Geiger #5 // Review
The Glowing Man isn’t glowing. He’s lying on the tile floor. He’s bleeding and battered. It’s a struggle just to turn himself over on his back. The good news is that his two-headed dog is in a cage not far from him. There’s someone there to offer a hand to the man. There’s something sinister about the stranger’s smile, though. Things are going to get worse before they get better in Geiger #5. Writer Geoff Johns and artist Gary Frank continue their exploration into the life of a legend of the post-apocalyptic wasteland. It’s another fun, gritty chapter in a largely enjoyable serial.
Geiger’s captor shoots a shock of electricity through the gloved hand that he offers. He’s an electrician. The electrician is insulated. Geiger isn’t. The Glowing Man--the champion of the wasteland has always appeared to be something of a force of nature. His current captor tried boron dust. Turns out the stuff makes Geiger quite vulnerable. Now he’s interested in studying Geiger...figuring out what makes him what he is. He’s going to find that a bit difficult, though. Geiger has a power within him that won’t respond well to unwanted attention. Geiger’s going to go through hell, but his captor is playing with forces that he can’t control.

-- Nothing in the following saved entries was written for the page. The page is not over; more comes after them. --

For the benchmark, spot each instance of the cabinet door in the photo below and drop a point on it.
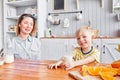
(109, 50)
(53, 49)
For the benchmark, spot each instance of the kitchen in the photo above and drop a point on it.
(99, 14)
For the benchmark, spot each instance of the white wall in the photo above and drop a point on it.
(1, 27)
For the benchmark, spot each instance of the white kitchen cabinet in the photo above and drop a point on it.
(116, 6)
(14, 8)
(109, 50)
(1, 26)
(56, 48)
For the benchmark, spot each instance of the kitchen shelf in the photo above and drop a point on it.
(22, 3)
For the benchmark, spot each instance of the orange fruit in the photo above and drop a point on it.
(116, 64)
(84, 70)
(107, 75)
(94, 71)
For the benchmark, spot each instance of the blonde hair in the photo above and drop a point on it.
(33, 32)
(92, 31)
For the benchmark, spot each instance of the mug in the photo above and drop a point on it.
(9, 58)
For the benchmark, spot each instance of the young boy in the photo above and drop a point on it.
(84, 54)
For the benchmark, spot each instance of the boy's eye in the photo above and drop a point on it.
(25, 23)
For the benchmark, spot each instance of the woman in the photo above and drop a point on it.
(25, 46)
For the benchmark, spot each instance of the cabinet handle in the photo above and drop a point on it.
(103, 49)
(97, 46)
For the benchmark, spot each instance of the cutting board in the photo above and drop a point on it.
(77, 76)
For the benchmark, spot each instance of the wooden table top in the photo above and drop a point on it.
(33, 70)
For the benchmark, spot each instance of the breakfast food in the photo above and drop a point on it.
(116, 64)
(104, 72)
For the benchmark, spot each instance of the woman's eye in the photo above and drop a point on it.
(78, 38)
(84, 36)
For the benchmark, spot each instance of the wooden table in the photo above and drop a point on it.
(33, 70)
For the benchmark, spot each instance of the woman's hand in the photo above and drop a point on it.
(55, 65)
(69, 65)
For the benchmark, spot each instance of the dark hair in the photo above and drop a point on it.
(20, 20)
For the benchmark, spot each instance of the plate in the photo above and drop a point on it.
(28, 10)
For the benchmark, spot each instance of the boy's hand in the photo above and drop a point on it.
(69, 65)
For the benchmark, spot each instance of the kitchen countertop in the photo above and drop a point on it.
(101, 37)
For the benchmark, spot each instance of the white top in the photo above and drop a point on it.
(24, 49)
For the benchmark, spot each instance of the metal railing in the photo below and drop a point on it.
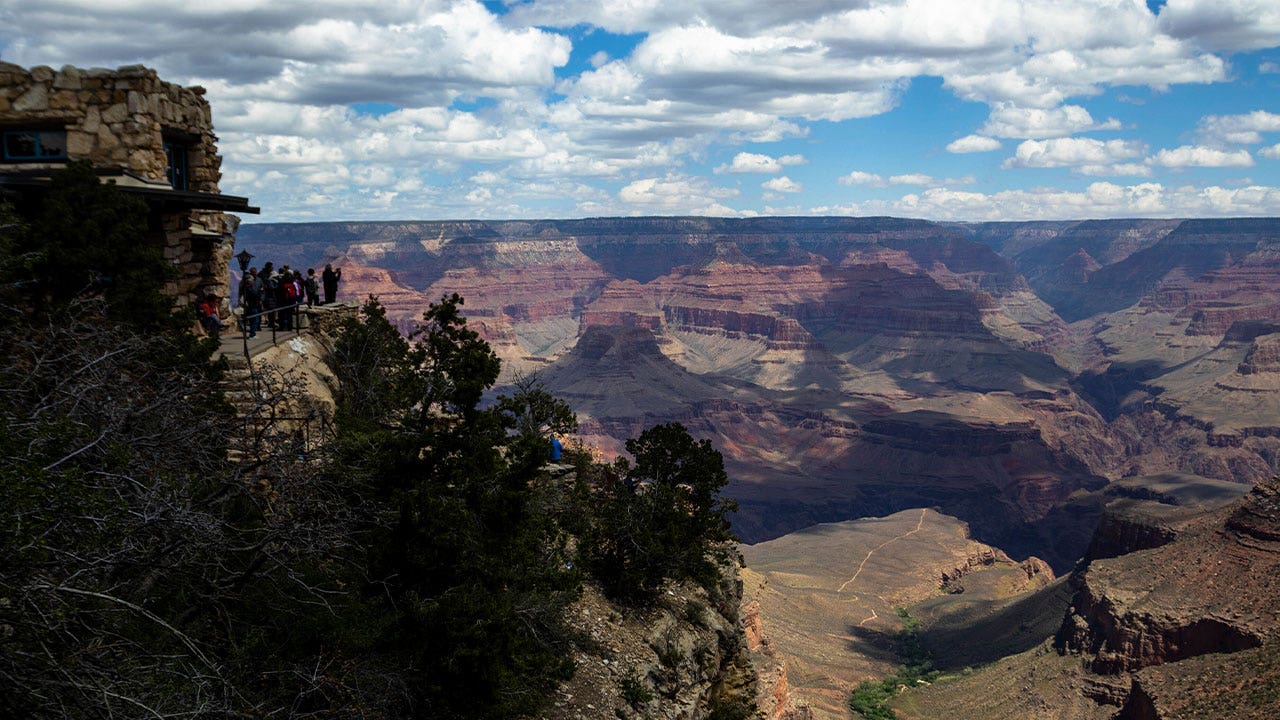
(295, 317)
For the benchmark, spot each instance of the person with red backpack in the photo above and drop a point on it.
(287, 299)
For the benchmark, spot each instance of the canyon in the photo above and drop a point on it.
(859, 367)
(1038, 440)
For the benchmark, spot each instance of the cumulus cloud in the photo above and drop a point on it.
(1201, 156)
(1228, 24)
(755, 163)
(1239, 130)
(910, 178)
(676, 195)
(859, 177)
(782, 185)
(1068, 151)
(973, 144)
(1011, 121)
(1097, 200)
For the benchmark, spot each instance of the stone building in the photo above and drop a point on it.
(151, 137)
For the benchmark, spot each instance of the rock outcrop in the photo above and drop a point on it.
(1211, 589)
(677, 660)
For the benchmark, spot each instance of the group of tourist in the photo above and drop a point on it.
(277, 295)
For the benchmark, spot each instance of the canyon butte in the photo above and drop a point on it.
(1057, 424)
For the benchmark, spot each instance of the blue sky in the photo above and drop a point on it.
(983, 109)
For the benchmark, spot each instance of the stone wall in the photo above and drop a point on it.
(120, 119)
(115, 118)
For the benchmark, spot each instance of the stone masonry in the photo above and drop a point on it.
(120, 121)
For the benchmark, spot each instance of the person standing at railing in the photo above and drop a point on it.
(284, 299)
(270, 286)
(330, 278)
(251, 301)
(312, 286)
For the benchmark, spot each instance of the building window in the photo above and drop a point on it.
(176, 156)
(35, 145)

Johns lays-out a very clear physical conflict between three men and a two-headed dog. There really isn’t much more going on than that, but there doesn’t really have to be. It’s a very primal conflict between just a few different elements. Johns could have easily gone in a much more symbolic direction with a conflict that is as primal as it is, but it might have cost the story some of the basic simplicity that has made Geiger as charming as it has been.
Frank does some beautiful work in delivering the brutality of the situation. There might have been something of a desire to over-render detail around the edges of the action. (Franks detail work is really impressive. He’s good with it.) Frank’s instincts to maintain the focus on the conflict between Geiger and the electrician prove to be effective. There’s deep emotion written into the faces of the two men that tells a hell of a lot of nonverbal story. It’s sharp stuff that really crawls its way into a dramatic conflict in a way that no stage or screen would be capable of emulating.
The battle between The Glowing Man and The Electrician could have been staged at any point in the history of comics. It’s a kind of a universal sort of a battle that feels quite at home on the comics page. Johns and Frank do a good job of finding something new and unique in a conflict the likes of which has been echoing through page and panel for decades now. It’s breathtaking to see something truly new on the comics page, but sometimes it can be equally as satisfying seeing something old and familiar placed on the page in a slightly new and novel way.